Recently, Greg Schiano was offered and accepted the position to be the head football coach at the University of Tennessee. However, many years ago, he served as an assistant coach under Joe Paterno at Penn State University, where he knew, but remained quiet about, sexual allegations against former coach Jerry Sandusky on minors. In a massive bond of outrage and “empathy,” messages flooded social media, demanding Schiano be fired the day he was hired to Tennessee, in response to his lack of action involving Sandusky. One such tweet read, “as a father of two boys, you will unequivocally lose this 43 year Volunteer fan if you hire Greg Schiano in light of what he knew about Jerry Sandusky. This is completely against what Tennessee stands for.” Together, the Internet was able to convince the university to part ways with Schiano, and many outsiders applauded the boldness of the Volunteer community to take a stand. Lost in all of this commotion, however, is the very real fact that many people are still struggling to cope with the effects of the crimes Sandusky committed on them many years ago. Few, if any, who took a stand against Schiano, I believe, made any substantial difference in the lives this situation most effects. While it is right and just that many sexual allegation stories, such as Harvey Weinstein, Kevin Spacey, and Louis C.K., among others, are coming to light in recent weeks, the truly charitable thing to do would be for more to be done to aid those who will be permanently affected by these heinous sins, rather than just focusing on bringing the “bad guys” down.

Continuing, the best way to step away from the shortcomings of a life of simply empathy to the fullness of a life of charity is to come to terms with your own humanity, determining who you are, and how you can better improve yourself to follow in the footsteps of Christ. Monsignor Guardini wrote, “that I cannot be forced out of myself, not even by the most powerful enemy, but only by myself, and not entirely even by me, that I cannot be replaced, even by the noblest person; that I am a center of existence…” A journey of self-reflection can lead to a cause-and-effect solution: when you discover your own self worth and dignity, you realize you can never be replaced by anyone else.
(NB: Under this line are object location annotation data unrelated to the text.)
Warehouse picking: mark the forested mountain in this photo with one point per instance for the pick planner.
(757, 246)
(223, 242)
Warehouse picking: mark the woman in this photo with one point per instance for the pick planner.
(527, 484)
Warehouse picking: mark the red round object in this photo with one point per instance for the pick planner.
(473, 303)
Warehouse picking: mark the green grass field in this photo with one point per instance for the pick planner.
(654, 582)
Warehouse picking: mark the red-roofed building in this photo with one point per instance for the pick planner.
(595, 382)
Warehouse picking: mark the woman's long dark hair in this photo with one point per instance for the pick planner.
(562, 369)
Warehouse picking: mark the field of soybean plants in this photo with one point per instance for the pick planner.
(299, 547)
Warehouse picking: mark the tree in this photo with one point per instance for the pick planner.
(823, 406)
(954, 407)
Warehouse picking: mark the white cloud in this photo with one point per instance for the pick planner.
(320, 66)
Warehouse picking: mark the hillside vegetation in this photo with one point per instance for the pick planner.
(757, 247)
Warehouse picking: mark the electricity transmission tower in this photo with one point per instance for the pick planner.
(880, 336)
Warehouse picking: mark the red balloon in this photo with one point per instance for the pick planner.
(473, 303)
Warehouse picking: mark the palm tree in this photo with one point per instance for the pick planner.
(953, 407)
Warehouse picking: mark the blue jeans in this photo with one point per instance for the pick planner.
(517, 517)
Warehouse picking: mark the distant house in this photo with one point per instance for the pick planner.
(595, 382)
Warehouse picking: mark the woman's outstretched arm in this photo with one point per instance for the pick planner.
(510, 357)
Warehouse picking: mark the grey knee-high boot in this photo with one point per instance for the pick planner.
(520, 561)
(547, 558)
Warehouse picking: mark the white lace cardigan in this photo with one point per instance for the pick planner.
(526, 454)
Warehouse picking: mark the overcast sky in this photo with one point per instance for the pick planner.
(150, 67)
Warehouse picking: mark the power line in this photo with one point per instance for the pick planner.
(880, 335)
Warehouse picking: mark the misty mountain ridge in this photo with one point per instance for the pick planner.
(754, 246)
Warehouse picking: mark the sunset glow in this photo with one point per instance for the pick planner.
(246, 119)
Hence, others also can not be “replaced” or have the exact same experiences as you, so there is no possible way to be rightly empathetic towards someone. Rather, forming a decision based off of objective moral law is the only way to be truly charitable and kind to another totally unique human being. In doing so, “that which is truly real will arise from the rich, varied expansiveness of our existence, of our being fully Christian, and will lead us to the One who is truly real(3rd excerpt).”

Before, I was somebody who had a next man up attitude, until I injured my ankle last year and had to have surgery and rehab in order to get back to full strength. Now, I am more aware of the struggles others go through when something you take for granted is so easily stripped away from you. I try to move away from empathy towards charity by giving some sort of advice or kind words to someone I see in the hallway or community with an injury. In Archbishop Vigneron’s recent letter, Unleash the Gospel, he continually calls for an increase in “joyful missionary disciples,” and refers to the good habits of apostolic boldness and an attitude of gratitude these disciples must have. Possessing a grateful disposition and having the confidence in God and yourself to proclaim the good news requires one to look with empathy on others, and moving to help and support them as we seek to find the truth in Jesus together. In this case, actions do speak louder than words, and nothing is worth more than doing unto others what you would want having done to yourself.

Leading a life full of empathy, while on the surface, may appear as good and moral when we help out a neighbor in need, but in reality, it lacks substance and only leads to a temporary high that must rekindled time and time again. As Christ became fully human, we also must become fully accepting of our humanity and understand that we can not simply become another person; rather, doing onto others in both word and deed what is moral and lawful, even if it is not the most popular or eye-catching thing to do. Upon doing so, we could find a life of such happiness and fulfillment one would think heaven is on Earth.